Thanks for the great piece. I’m always a fan of your writing.

How would you respond to the following spin: with modern technology, we’re developing a *different* sort of recognition and familiarity, rather than the *wrong* sort. Certainly, I don’t think it’s feasible to replace seeing someone’s face as the primary means of identifying them, nor spending quality in-person time as the primary means of establishing the warm familiarity that most of us crave deeply. But, I can speak from experience that it’s possible to recognize someone cognitively, and to develop an emotional familiarity with them, simply by reading their texts. For example, with one of my past significant others, I could intuit within one or two text messages what kind of mood she was in — evidence to the fact that, insofar as social interactions are concerned, digital/semantic signals can be substituted for natural biological ones.
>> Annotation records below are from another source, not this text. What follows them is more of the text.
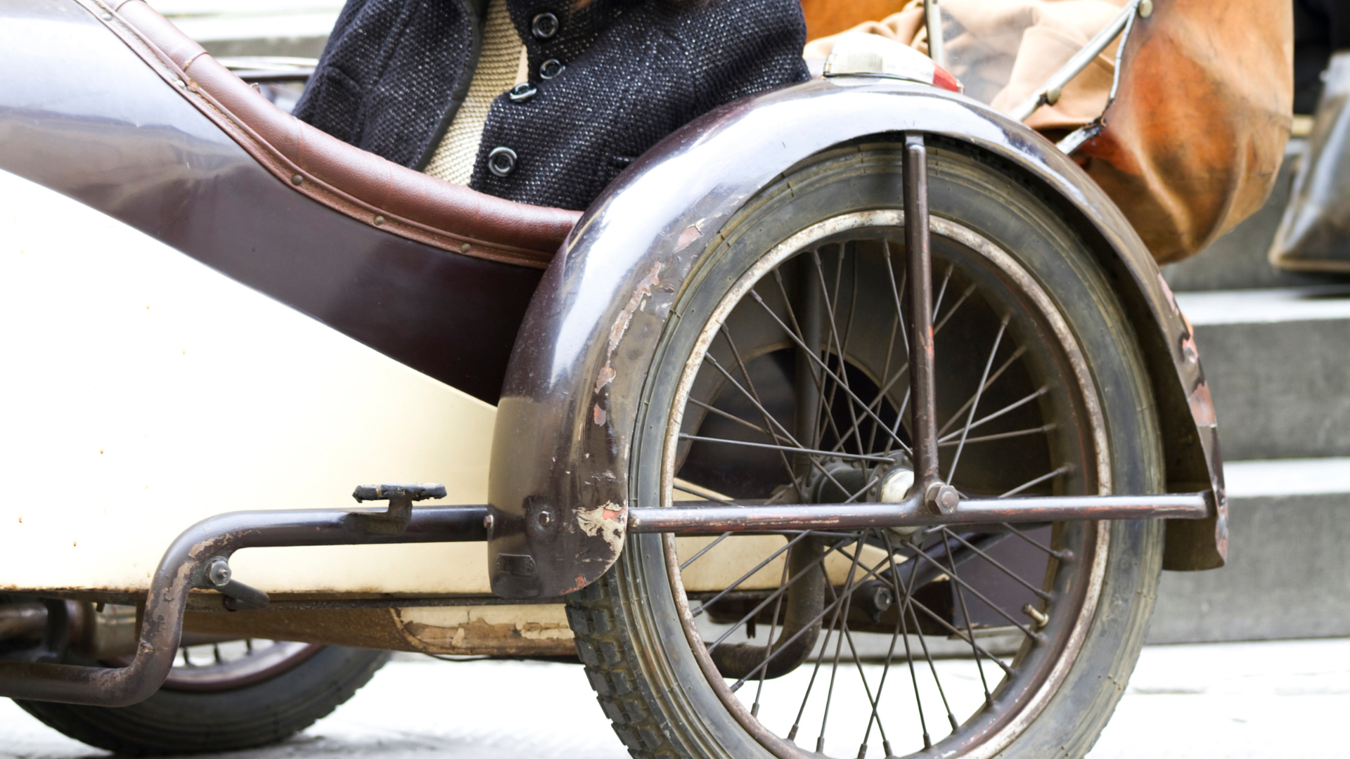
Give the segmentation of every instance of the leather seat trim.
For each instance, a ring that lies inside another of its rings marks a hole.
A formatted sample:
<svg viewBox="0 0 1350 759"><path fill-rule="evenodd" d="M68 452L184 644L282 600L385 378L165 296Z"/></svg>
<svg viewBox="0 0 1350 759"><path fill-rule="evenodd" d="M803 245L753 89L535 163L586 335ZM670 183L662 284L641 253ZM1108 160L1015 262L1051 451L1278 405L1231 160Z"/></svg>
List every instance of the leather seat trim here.
<svg viewBox="0 0 1350 759"><path fill-rule="evenodd" d="M347 145L278 109L144 0L76 1L278 181L364 224L455 254L541 269L580 217L452 185Z"/></svg>

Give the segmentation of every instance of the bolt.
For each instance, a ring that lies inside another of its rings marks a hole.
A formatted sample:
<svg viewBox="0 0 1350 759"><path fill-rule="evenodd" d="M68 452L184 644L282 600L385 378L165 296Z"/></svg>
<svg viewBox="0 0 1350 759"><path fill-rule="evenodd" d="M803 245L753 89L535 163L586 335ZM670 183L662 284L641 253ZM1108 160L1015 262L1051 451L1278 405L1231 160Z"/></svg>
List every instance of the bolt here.
<svg viewBox="0 0 1350 759"><path fill-rule="evenodd" d="M1022 613L1031 617L1031 623L1035 629L1045 629L1045 625L1050 624L1050 617L1041 613L1041 610L1031 604L1022 606Z"/></svg>
<svg viewBox="0 0 1350 759"><path fill-rule="evenodd" d="M934 482L923 493L923 504L936 515L949 515L961 502L961 494L950 485Z"/></svg>
<svg viewBox="0 0 1350 759"><path fill-rule="evenodd" d="M872 608L878 612L884 612L895 604L895 598L891 596L891 589L884 585L878 585L872 589Z"/></svg>
<svg viewBox="0 0 1350 759"><path fill-rule="evenodd" d="M215 587L230 585L230 562L221 556L211 559L207 565L207 582Z"/></svg>

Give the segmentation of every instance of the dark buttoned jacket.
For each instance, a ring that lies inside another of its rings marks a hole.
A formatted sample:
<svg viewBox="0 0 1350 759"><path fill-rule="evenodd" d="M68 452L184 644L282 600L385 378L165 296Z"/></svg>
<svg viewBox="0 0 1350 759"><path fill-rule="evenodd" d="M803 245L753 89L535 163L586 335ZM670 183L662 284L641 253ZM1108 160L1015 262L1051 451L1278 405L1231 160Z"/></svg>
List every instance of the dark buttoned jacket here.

I’ve also built close friendships primarily through a digital medium, and those friendships enjoy the same in-person comfort as friendships developed face-to-face — direct evidence that digital signals can be substituted for natural ones when forming recognition & familiarity.

It’s important to ask 1) how does this neo-recognition and neo-familiarity stack up to the natural version (e.g. in terms of recognition accuracy or the mutuality of subjective feelings of familiarity), and 2) what are the personal and social consequences of substituting digital signals for biological ones?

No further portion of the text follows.